A little over a month ago, this country celebrated the 50th anniversary of Brown v. Board of Education, the case that ushered in free and equal access to education for children regardless of race or ethnicity, and that signaled the Supreme Court's desire to truly leave no child behind. But the experience of a half-century since finds Brown's promise of improved educational opportunity as painfully out of reach as ever for our most disadvantaged children. Nowhere is this more brutally apparent than in the crisis afflicting high-poverty school systems, where African American males are now more likely to end up in jail or in prison than in college.

Politicians and policymakers rarely note, at least in public, the obvious connection between the failure of our educational system and the burgeoning minority prison population. But it is a connection that demands our urgent attention if we are to have any hope of transforming our communities into places where all of us enjoy full and fair opportunities to advance in, and contribute to, society rather than becoming institutionalized in correctional facilities.

Increasingly, states across the country are making correctional facilities a higher spending priority than public and secondary education, according to the Justice Policy Institute. In California, correctional officials reportedly look to the percentage of children who never make it past the fourth-grade reading level to help them gauge the number of future prison beds to fund. This report is all the more jarring when viewed against recent studies such as one from Virginia that found more than half of all incarcerated African American children fail to read, write or do math beyond the sixth-grade level. Nearly 40 percent of these children had learning disabilities, and fewer than 10 percent had regularly attended school in the year prior to their incarceration.

Virginia, which is 12th among the states in per capita income, ranks third among all the states in spending on corrections, and 43rd in state spending on public education. While the state government in Virginia spends upward of $70,000 per year to incarcerate each child in a juvenile prison, it contributes only about $3,400 to provide for the education of that same child.

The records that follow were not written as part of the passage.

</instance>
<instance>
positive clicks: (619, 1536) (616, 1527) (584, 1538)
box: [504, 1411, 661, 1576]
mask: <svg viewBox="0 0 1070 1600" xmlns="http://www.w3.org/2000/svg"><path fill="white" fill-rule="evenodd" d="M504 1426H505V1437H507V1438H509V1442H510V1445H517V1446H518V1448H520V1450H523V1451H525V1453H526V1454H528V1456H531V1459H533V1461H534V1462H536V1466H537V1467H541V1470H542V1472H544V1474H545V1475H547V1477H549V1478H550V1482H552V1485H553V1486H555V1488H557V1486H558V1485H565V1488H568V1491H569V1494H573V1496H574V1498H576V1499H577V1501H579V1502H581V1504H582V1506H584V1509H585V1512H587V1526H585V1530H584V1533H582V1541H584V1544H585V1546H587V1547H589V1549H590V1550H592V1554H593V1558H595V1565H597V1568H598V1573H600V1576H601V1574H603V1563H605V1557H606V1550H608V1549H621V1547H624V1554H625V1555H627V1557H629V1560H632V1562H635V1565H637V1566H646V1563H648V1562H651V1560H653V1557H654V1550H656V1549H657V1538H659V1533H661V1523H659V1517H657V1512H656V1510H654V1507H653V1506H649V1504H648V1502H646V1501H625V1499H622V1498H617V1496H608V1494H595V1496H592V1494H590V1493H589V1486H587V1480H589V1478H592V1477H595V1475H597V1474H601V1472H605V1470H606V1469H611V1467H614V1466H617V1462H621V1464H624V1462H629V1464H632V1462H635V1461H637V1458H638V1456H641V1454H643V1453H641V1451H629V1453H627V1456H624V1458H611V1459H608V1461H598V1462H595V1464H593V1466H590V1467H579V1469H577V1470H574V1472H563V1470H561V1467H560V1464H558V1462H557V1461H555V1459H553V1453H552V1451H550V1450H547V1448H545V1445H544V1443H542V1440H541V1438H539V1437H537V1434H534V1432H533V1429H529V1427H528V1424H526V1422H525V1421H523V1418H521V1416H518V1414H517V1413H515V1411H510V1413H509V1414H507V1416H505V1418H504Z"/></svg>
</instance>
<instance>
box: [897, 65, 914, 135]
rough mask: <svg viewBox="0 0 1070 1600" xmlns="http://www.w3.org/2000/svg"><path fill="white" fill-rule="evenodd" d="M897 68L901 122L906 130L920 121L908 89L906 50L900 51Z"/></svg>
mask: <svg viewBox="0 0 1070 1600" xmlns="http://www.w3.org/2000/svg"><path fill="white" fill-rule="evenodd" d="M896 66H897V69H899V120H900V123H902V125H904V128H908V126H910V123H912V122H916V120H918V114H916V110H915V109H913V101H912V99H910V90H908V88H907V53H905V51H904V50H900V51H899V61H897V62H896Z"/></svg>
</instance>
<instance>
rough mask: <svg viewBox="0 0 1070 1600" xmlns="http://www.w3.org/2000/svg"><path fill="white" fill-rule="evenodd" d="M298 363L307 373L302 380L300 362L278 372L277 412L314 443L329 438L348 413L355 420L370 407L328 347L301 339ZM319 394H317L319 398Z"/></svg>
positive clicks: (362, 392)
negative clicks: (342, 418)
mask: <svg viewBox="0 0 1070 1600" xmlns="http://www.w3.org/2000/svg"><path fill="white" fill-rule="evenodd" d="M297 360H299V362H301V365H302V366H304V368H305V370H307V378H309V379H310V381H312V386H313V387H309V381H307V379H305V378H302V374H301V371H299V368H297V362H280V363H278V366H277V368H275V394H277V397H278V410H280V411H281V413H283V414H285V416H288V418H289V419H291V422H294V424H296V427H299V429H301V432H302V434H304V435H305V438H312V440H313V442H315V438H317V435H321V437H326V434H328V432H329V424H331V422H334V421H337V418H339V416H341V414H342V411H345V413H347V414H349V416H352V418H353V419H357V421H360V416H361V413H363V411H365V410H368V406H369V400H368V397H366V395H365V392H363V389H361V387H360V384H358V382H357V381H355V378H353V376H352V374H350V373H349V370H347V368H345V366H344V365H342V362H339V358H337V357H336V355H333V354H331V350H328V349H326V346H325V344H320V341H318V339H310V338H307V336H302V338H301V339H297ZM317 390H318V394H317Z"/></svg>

According to reports released by the Virginia General Assembly's research division, 50 years after Brown, poverty and race are the single most accurate predictors of the quality and experience of teachers in the classroom, and the resulting student failure to succeed. Although the state government did raise education spending this year, the bulk of it will be devoted to merely addressing the rising cost of education, not to providing new programs for vulnerable children. State officials also made sure to allocate money for new prisons, ensuring that the commonwealth's out-of-balance spending priorities will remain a self-fulfilling prophecy on where these children will land.

Similarly, California ranks 48th in the nation on per-pupil spending and spends $80,000 a year on each juvenile housed in the California Youth Authority (CYA). More than 70 percent of young people in juvenile court in 2002 were members of minority groups. While less than 16 percent of juveniles arrested for delinquent acts in California are African American, almost 25 percent of those detained in a secure facility are. CYA young people are at least three times as likely as those in the general population to require special education services.

The Los Angeles Times recently noted that California's budget for its corrections system has risen dramatically over the past 10 years, while recidivism rates have worsened during the same period. Not only do we spend more to imprison, we spend less to fund alternatives to prison that are more productive and less costly. For those who waste years of life in prison, we pay a price tag of many millions. With a significant fraction of that cost, we could educate and employ many of those same people. The question must be faced: Are we really leaving no children behind, or are we simply putting them out of sight and, sadly, out of mind?

Andrew Block is legal director of the JustChildren Program at the Legal Aid Justice Center in Charlottesville. Virginia Weisz is directing attorney of the Children's Rights Project of the Los Angeles Public Counsel.